A renowned curator and respected insider of the international art scene since the mid-1960s, Michael Peppiatt has spent his professional life with many of the greatest artists of the 20th century. His close friendships and frequent studio visits with Dubuffet, Sonia Delaunay, Francis Bacon, Henry Moore, Balthus, Oldenburg, Brassaï, and Cartier-Bresson, among many others, have produced an incredible archive of interviews, from formal question-and-answer sessions to off-the-cuff conversations. These interviews combine to give a unique perspective on art from World War II to the present day. Peppiatt has selected forty-five of the most noteworthy and fascinating of his conversations with artists, from the world-famous to the under-recognized. The author approaches his subjects with a characteristic mix of passion, insight, and humor in a book that is consistently entertaining and informative, as the artists open up in unexpected ways about their work and their lives.

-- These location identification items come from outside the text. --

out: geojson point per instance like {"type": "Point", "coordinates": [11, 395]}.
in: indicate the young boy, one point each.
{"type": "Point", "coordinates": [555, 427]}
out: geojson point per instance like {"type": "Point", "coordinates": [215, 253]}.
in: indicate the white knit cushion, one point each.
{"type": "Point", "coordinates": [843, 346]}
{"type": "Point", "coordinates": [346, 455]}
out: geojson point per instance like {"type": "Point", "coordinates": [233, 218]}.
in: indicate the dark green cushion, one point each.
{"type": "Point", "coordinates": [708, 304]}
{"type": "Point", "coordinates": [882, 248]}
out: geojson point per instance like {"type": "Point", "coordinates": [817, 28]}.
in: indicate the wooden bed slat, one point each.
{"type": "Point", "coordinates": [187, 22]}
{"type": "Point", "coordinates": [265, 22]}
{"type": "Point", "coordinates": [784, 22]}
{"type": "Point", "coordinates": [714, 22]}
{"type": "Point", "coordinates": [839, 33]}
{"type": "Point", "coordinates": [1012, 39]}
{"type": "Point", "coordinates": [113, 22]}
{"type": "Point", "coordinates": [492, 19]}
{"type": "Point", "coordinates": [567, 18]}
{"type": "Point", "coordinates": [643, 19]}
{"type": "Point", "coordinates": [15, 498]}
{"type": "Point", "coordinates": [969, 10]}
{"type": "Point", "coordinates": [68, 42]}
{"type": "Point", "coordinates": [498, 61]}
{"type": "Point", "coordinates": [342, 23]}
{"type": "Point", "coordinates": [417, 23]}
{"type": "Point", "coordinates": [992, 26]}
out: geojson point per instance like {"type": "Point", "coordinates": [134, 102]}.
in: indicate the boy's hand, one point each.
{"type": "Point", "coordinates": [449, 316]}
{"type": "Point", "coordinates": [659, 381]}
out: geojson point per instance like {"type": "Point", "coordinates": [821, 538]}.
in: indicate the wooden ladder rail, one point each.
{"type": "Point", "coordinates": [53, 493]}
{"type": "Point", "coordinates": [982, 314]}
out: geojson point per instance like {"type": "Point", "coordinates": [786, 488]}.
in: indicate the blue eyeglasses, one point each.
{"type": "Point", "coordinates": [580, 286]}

Pretty damned dull really and about as insightful as staring vacuously into a tank with a preserved fish in it - in fact there's probably more insight in Hirst's oeuvre than there is in this and I have no great regard for the Brit/brat millionaire personification of High Art Lite.
Peppiatt is full of his own importance as a critic (which isn't very great really)and full of his own impotence as an artist. He makes the most interesting artists come -dead rather than come a-live. Right up there with Michael Craig-Martin.
Save yer money. Buy something by Robert Hughes. Even if its's not one of his books of art criticism at least you will have something decent to read other than this arse wipe of an expensive book.